Case study

Senior security consultant — Andy

Following an industry placement during his degree, Andy worked his way up from an analyst to a senior security consultant. Read on to see how he did it...

How did you get your current job?

Part of my BSc Forensic Computing sandwich degree at Staffordshire University was a year-long industrial placement at a key financial services provider. When I graduated they let me know about an analyst vacancy, which is generally the first rung of the ladder for a graduate starting in information/cyber security.

I applied and was successful and in the last five years I worked my way up in the company. After this I was approached regarding a senior security consultant position at Whitbread, which I was successful in achieving.

security is a growing specialist niche which needs good critical thinkers, problem solvers and, very importantly, good communicators

Describe a typical day...

My day usually begins with internal staff meetings regarding projects and ad-hoc queries. I then get on with designing and reviewing technical and procedural solutions for cyber security issues arising from ongoing monitoring, new projects or customer issues.

Participation in new company projects also forms part of my daily activity: having to highlight and define the security issues around a chosen product or direction.

As senior consultant, I train and mentor junior personnel within the team. It's a rewarding aspect of daily activity as it opens me up to other insights and views, as well as providing key experience for my career ambition to manage people within my field.

How has your role developed?

I began as an analyst, processing access requests to various secure systems. As I became more experienced, I was given larger issues to overcome.

Eventually, my work developed into full-time project security consultancy and solution design. As time went on I was able to learn more soft skills, achieve various vendor and process certifications and prove myself to be an integral and flexible member of the team, so when I applied for an internal security and risk consultant vacancy I was successful in getting the promotion.

Overall I plan to continue on this path to hopefully become a CISO (Chief Information Security Officer) with a department of my own.

What do you enjoy about your job?

Cyber security is a fast-paced industry with interesting technology and processes that are always surprising: whether it's building a simple database to record permissions, implementing and managing a vulnerability management tool or configuring full public key infrastructure (PKI) systems.
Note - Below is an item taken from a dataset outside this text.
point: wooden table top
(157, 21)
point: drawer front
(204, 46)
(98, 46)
If you keep updating your technical knowledge and skills you'll rarely get bored because by the time you get used to something, it has evolved. While this is true in most technical fields, security is a growing specialist niche, which needs good critical thinkers, problem solvers and, very importantly, good communicators.

What are the most challenging parts of your job?

A common challenge with security is user engagement: if the business doesn't fully understand the implications, and the role of the security department in solving potential problems.

It's sometimes difficult for a business to see the benefit of security and the input of the department: sometimes we're just seen as an obstruction.

One of the most challenging, and yet also one of the most rewarding, things about my job is getting to the true source of a problem or security risk. This tells me that I fully understand what I'm working with and can then overcome it and use it to my advantage.

Any words of advice for graduates who'd like to get into security?

There's a growing need to have good, technically competent people who can analyse and investigate, as well as to be reflective when proposing solutions.

There is an important need to balance this with good communication skills. You need to be able to respectfully convince people of your findings and your proposed solution to get them to help you reach that finished solution.

Being able to communicate your purpose effectively can encourage others to work with you to achieve what you need to do.